Странно признаться, но дружить по большому счету Саше было не с кем. Она с детства казалась слишком серьезной, слишком правильной, что отталкивало от нее одноклассников, а когда переросла дворовые прыгалки и догонялки, растеряла и тех немногих приятельниц, с которыми связывали детские секреты и увлечения. На работе Сашу окружали в основном люди гораздо старше ее, кроме разве что разномастных представителей богемы — артистов, певцов, музыкантов. Но дружить с ними — увольте! Высокомерная публика, завистливая, готовая на все ради сиюминутного успеха.
Посоветоваться хотелось с Никитой, но он уехал в командировку и пропал, телефон его был вне зоны действия сети. Кто остался? Быстрова? Ну, уж дудки! Идти на поклон к этой гордячке? Да лучше в прорубь с головой!
Но окунаться в прорубь даже в жару не хотелось. «Думай, дуреха, думай! — злилась Саша. — В конце концов, это твои родственники. У тебя больше шансов разобраться в происходящем».
Она еще не осознала, готова ли принять к сведению тайное прошлое деда, но мысль, что ушлая Быстрова обойдет ее на финише, была просто невыносима. В конце концов, это ведь ее жизнь, ее семья и ее история! Жажда деятельности распирала изнутри. Не в силах больше выносить безделье, Саша вскочила с места и заметалась по квартире.
Она заново вывернула прямо на пол содержимое шкафов, перетрясла каждую тряпочку из гардероба, вытащила из стеллажа все книги и придирчиво осмотрела растерзанное чучело глухаря. Теперь, когда она почти допускала, что дед был не столь невинным и порядочным, как представлялось раньше, очень многие вещи виделись совсем иначе.
Во-первых, библиотека, нетронутая неизвестными грабителями. «Домашний лечебник» Ганемана, украденный Соколовым, был отнюдь не единственным ценным изданием. По большому счету практически вся дедова библиотека представляла собрание редких изданий, продажа которых потянула бы как минимум на небольшой особняк где-нибудь на Рублевке. Прежде Саша не задумывалась об их ценности, но ведь и в советские времена существовали страстные библиофилы, готовые платить за старые книги немалые деньги. И дед явно был из их числа.
Во-вторых, все картины были подлинниками, с подписями художников, среди которых были не только местные знаменитости, но и довольно известные мастера кисти из России и бывших советских республик. Насколько она понимала, это тоже стоило немалых денег.
В-третьих, три бабушкины шубы — из чернобурки, каракуля и песца. Куплены они были, вероятно, еще до Сашиного рождения, давно подъедены молью и упакованы в мешки с нафталином. Странно, что бабушка не вывезла их на дачу или попросту не выбросила. Саша подумала, что никогда не видела бабушку в шубе.

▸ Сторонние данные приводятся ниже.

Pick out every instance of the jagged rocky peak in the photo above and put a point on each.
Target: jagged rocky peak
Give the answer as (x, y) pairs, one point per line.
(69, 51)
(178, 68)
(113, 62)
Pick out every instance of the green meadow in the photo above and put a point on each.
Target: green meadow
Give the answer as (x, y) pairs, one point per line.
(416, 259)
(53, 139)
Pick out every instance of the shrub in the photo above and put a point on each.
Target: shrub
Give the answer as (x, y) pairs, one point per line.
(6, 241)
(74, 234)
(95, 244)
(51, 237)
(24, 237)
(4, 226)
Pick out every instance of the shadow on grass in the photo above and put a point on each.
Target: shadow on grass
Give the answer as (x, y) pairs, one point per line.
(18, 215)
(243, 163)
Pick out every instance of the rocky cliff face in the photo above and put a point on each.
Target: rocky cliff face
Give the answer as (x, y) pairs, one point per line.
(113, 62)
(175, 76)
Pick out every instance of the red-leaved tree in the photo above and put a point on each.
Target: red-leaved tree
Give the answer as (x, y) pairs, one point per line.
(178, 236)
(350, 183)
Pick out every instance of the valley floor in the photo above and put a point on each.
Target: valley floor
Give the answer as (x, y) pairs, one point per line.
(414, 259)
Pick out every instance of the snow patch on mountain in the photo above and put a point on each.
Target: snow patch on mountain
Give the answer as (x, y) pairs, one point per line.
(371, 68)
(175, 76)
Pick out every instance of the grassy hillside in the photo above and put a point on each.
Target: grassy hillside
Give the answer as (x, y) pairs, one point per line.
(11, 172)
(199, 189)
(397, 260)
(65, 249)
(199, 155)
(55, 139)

Та всегда носила демисезонное пальто. Решив проверить догадку, Саша развернула и примерила шубы. Пропахшие нафталином одеяния, с которых тут же посыпался мех, были ей слегка великоваты, а бабушка после родов несколько располнела. По всему выходило, что шубы она носила в молодости, а потом убрала за ненадобностью в шкаф. Но в те времена далеко не каждая женщина могла позволить себе натуральную шубу.
Ознакомительная версия.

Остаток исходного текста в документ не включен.